The use of a Reranker Model has become essential in most modern RAG pipelines, especially when dealing with large or complex datasets. It significantly improves the **Precision** of retrieved results by re-evaluating and reordering initial retrieved documents based on deeper semantic understanding. A Reranker Model is tipically involved in the following steps:

1. Use a fast **Embedding Model** to retrieve a set of $\text{top}_K$ candidate documents of based on query similarity. Usually, $\text{top}_K$ is set to a relatively high number to ensure high **Recall**;

2. Use a **Reranker Model** to re-evaluate the $\text{top}_K$ documents and select the $top_N$ most relevant ones. $\text{top}_N$ is usually set to a much lower number to ensure high **Precision**.
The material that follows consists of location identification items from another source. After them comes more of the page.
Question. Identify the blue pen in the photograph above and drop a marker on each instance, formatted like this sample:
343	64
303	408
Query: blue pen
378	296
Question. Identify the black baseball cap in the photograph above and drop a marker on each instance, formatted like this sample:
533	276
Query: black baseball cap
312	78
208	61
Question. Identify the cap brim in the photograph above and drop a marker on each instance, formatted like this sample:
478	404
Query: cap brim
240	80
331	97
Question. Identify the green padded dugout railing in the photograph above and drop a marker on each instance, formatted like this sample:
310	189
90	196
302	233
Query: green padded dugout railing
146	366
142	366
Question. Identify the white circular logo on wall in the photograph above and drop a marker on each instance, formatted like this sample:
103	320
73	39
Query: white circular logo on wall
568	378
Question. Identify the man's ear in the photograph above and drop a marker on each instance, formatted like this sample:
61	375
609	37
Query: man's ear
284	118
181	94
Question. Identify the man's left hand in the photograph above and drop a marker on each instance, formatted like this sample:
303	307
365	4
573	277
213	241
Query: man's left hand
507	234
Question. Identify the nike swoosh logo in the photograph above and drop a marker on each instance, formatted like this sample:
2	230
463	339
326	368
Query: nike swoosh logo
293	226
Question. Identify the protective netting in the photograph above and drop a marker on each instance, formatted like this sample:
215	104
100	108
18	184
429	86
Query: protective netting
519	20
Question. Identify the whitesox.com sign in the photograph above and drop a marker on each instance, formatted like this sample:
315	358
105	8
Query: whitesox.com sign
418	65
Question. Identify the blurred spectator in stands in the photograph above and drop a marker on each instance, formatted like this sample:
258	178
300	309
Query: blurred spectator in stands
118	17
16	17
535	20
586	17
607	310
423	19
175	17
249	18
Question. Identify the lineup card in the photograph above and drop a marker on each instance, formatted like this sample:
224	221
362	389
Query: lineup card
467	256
You might wonder why a reranker model is necessary at all: after all, the initial retrieval step already returns a set of seemingly relevant documents. This is because embedding models, while effective for initial retrieval, rely on the **Encoder** Architecture which compresses the semantic meaning of the documents into fixed-size vectors. Relevance is then estimated using a _similarity function_ (such as cosine similarity) over the calculated vectors. While this approach is efficient, it can miss subtle semantic nuances and contextual cues of the original texts.
Reranker Models, on the other hand, use a **Cross-Encoder** architecture, which jointly processes the query and candidate documents at the _token level_, allowing for a more fine-grained understanding of their relationship. This process, while more computationally expensive, ensures a higher quality of the final results.

To further enhance the quality of the results, we can also apply a **Contextual Compression** step. This step involves breaking down the retrieved documents into smaller, more manageable chunks. This allows us to not only select the most relevant documents but also to extract only the most relevant pieces from them, effectively compressing the context while retaining essential information.
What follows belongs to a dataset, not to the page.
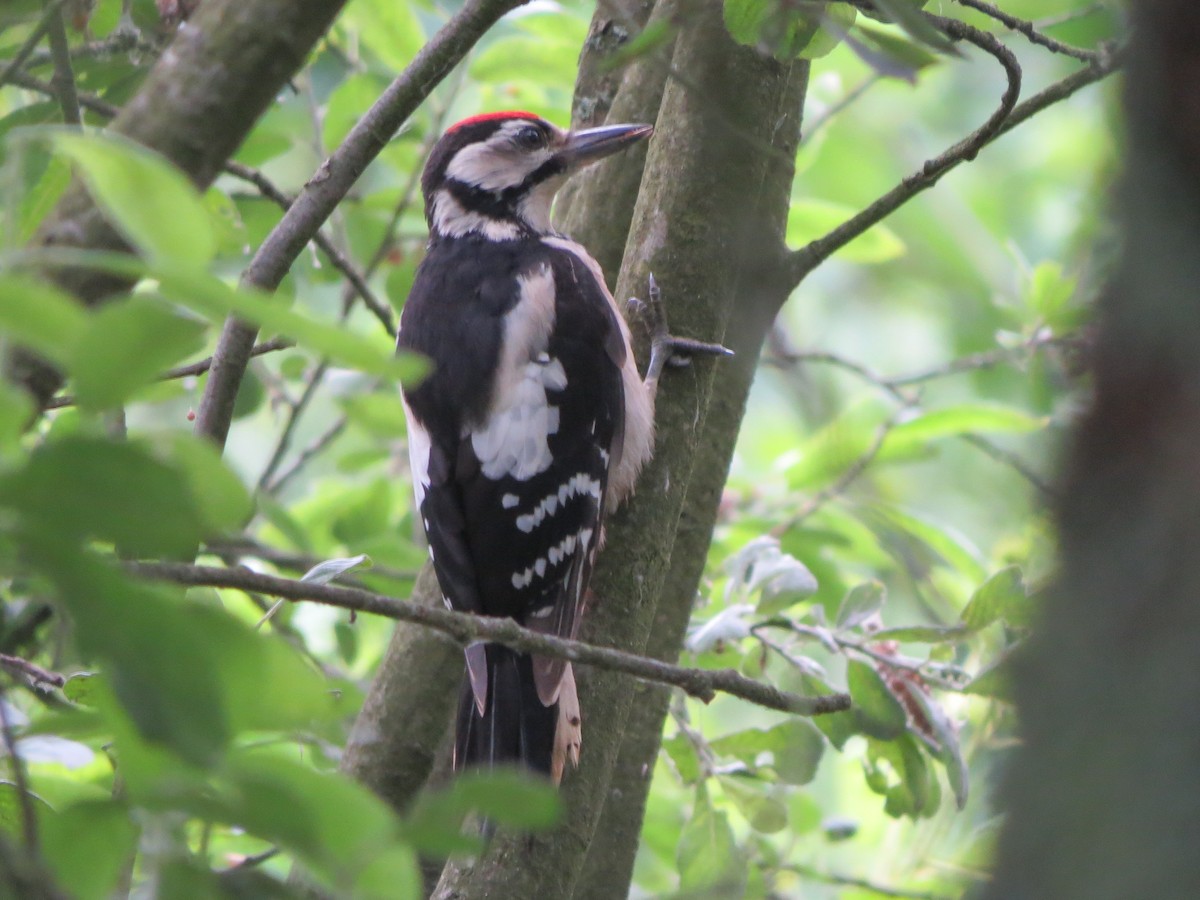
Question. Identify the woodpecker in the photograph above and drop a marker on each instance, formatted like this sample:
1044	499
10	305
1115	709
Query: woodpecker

The problem with this pipeline is that it now requires three separate steps: An initial retrieval step, a reranking step, and a compression step. Using traditional methods, this can be inefficient and highly time-consuming. What if we could combine both Reranking and Compression into a single step? This is where the **Recursive Reranking** technique comes into play, which functions as follows:

1. Use a fast Embedding Model to retrieve a set of $top_K$ candidate documents;

2. Using a Reranker Model, calculate a relevance score for each sub-section of each document;

3. Use calculated sub-section scores to both rerank documents and select only the most relevant sub-sections of each reranked document.

### 2. Recursive Reranking

This section focuses on the **Preliminaries** and the **Implementation** of the Recursive Reranking Technique.
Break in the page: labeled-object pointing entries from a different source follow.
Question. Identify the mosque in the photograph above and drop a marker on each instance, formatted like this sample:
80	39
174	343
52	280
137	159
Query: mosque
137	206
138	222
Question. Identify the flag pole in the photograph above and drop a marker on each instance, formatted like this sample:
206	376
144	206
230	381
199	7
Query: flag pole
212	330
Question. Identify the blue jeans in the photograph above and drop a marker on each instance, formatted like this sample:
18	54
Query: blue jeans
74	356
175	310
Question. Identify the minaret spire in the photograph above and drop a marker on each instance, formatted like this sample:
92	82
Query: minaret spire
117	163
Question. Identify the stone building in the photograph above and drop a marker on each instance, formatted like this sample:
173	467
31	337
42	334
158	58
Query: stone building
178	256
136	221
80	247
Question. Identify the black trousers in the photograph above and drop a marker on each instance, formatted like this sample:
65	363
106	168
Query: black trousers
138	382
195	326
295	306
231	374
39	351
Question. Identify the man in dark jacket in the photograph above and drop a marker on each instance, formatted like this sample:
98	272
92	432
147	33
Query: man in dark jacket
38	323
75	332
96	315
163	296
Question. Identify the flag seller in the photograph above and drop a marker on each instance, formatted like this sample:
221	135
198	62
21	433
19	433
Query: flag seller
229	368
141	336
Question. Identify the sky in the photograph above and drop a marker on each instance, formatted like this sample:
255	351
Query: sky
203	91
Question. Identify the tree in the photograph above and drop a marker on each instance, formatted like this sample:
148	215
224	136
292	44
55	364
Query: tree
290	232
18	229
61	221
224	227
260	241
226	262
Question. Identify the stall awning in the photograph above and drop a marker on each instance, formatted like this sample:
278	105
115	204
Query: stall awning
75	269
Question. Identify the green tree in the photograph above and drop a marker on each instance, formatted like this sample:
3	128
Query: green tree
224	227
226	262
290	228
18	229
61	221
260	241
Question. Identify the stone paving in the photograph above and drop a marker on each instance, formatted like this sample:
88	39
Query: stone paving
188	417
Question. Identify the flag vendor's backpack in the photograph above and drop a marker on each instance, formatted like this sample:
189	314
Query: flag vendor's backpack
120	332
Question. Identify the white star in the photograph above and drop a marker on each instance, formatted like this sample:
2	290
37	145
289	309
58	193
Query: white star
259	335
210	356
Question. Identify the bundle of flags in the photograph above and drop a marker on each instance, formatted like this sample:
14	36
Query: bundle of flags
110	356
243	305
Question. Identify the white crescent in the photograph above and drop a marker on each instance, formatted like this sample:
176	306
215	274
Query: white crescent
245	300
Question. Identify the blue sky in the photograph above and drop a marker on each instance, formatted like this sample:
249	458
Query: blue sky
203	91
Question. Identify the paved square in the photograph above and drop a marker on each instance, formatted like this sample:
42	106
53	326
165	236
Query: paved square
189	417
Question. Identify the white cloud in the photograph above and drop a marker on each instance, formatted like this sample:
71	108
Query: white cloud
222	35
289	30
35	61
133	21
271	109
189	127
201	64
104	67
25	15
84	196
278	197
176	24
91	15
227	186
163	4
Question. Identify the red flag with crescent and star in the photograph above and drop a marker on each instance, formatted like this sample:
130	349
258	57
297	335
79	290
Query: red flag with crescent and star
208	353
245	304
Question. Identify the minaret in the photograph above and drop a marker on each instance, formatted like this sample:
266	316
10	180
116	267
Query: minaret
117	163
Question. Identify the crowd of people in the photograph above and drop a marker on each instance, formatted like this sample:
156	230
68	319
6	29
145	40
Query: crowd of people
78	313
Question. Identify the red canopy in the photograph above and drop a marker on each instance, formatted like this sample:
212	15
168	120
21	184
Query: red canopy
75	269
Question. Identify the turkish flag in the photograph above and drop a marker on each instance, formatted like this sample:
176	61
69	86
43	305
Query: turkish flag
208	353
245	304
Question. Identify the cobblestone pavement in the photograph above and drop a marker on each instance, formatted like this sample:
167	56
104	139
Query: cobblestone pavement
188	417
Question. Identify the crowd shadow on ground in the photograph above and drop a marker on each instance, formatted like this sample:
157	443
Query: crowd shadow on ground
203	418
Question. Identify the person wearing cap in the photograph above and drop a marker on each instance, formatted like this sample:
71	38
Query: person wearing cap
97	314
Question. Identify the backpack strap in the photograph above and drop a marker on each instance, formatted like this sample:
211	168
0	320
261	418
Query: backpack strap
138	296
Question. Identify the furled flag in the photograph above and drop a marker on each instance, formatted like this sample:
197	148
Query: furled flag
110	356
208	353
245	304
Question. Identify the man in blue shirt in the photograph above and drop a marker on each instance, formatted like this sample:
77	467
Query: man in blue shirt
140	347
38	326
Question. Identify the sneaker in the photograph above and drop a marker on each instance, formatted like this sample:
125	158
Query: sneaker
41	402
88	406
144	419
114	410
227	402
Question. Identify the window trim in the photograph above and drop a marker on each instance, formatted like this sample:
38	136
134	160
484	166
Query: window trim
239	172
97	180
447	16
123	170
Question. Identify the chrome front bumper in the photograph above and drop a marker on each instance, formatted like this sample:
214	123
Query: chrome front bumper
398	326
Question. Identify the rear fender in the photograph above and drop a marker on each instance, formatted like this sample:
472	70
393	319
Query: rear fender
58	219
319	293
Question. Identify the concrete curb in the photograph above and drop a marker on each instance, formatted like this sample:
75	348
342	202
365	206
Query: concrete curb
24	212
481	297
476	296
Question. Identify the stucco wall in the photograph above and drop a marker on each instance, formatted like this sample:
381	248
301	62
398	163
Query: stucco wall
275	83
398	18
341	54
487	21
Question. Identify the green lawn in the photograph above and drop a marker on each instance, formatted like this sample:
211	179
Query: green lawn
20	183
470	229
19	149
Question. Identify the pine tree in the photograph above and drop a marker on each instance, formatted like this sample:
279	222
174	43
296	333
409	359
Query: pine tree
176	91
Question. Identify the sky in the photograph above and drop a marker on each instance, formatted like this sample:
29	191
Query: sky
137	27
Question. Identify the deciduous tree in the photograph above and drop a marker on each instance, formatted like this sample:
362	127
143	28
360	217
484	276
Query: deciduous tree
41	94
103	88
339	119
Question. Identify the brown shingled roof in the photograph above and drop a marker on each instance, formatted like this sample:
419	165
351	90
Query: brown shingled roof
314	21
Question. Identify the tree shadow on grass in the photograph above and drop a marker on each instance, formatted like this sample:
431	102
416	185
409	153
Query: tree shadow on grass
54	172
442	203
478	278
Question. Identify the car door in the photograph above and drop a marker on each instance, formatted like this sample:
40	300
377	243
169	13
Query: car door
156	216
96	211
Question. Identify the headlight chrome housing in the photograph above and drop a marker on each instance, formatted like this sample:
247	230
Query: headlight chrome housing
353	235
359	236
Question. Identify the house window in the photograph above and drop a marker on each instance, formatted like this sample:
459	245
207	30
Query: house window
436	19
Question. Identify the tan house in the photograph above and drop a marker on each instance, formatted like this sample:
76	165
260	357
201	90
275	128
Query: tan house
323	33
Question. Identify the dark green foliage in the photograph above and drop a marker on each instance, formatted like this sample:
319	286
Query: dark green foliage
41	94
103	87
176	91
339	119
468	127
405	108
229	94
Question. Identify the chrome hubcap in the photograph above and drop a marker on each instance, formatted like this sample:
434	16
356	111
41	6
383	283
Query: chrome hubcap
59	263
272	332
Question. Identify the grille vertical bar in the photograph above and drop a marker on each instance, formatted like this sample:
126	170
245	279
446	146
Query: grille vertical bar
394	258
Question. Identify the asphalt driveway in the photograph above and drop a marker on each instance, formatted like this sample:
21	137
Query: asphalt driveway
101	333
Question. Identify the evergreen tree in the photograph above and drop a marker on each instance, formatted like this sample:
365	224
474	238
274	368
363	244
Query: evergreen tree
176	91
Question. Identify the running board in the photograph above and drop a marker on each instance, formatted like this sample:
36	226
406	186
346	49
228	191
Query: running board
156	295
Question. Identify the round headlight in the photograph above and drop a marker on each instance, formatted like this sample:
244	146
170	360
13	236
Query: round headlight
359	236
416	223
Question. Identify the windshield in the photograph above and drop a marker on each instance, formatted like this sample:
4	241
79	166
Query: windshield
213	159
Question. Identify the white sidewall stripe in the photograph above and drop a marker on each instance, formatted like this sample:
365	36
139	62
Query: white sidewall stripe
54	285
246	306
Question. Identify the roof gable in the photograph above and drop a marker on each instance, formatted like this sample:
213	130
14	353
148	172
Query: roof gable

### 2.1 Preliminaries to Recursive Reranking

Let's start by installing the necessary dependencies. We will use the `chromadb` library to handle our vector database, and the `sentence-transformers` library to use our Reranker Model.

In [None]:
%conda install -c conda-forge sentence-transformers hf-xet chromadb
# %pip install -U sentence-transformers hf-xet chromadb

Let's first define our example documents that we will use throughout this notebook:

In [1]:
docs = [
"""
Italy, officially the Italian Republic, is a country in Southern and Western Europe.
It consists of a peninsula that extends into the Mediterranean Sea.
The Alps mountain range forms its northern boundary, while the Apennine Mountains run down the length of the peninsula.
The territory also includes well as nearly 800 islands, notably Sicily and Sardinia.
It is a country in Southern Europe with a population of approximately 60 million people.
""",

"""
The capital of Italy is Rome, which is also the largest city in the country.
Rome is known for its nearly 3,000 years of globally influential art, architecture, and culture.
The city is often referred to as the "Eternal City" and is famous for its ancient history, including landmarks such as the Colosseum and the Vatican.
It is the capital city of Italy and has a population of almost 3 million people.
""",

"""
Italy's history goes back to numerous Italic peoples—notably including the ancient Romans, 
who conquered the Mediterranean world during the Roman Republic and ruled it for centuries during the Roman Empire.
The Roman Empire was among the largest in history, wielding great economical, cultural, political, and military power.
""",

"""
France is a country in Western Europe, known for its rich history, culture, and influence.
The food in France is renowned worldwide, with dishes like coq au vin and ratatouille.
France has a world class cuisine and is famous for its wine, cheese, and pastries.
Regions like Bordeaux and Champagne are particularly well-known in the culinary world.
"""
]

We will use Chroma's in-memory vector database to simulate the initial retrieval step:

In [None]:
import chromadb
from uuid import uuid4

client = chromadb.Client()
collection = client.create_collection(name="italy")
collection.add(
    ids = [str(uuid4()) for _ in range(len(docs))],
    documents = docs,
)

Chroma automatically handles the creation of embeddings for the documents we add to the collection. By default, it uses the [`sentence-transformers/all-MiniLM-L6-v2`](https://huggingface.co/sentence-transformers/all-MiniLM-L6-v2) model, which is lightweight and efficient. Let's try querying our collection to see if it works:

In [28]:
query = "How many people live in Italy and what is the capital?"
results = collection.query(query_texts=[query], n_results=2)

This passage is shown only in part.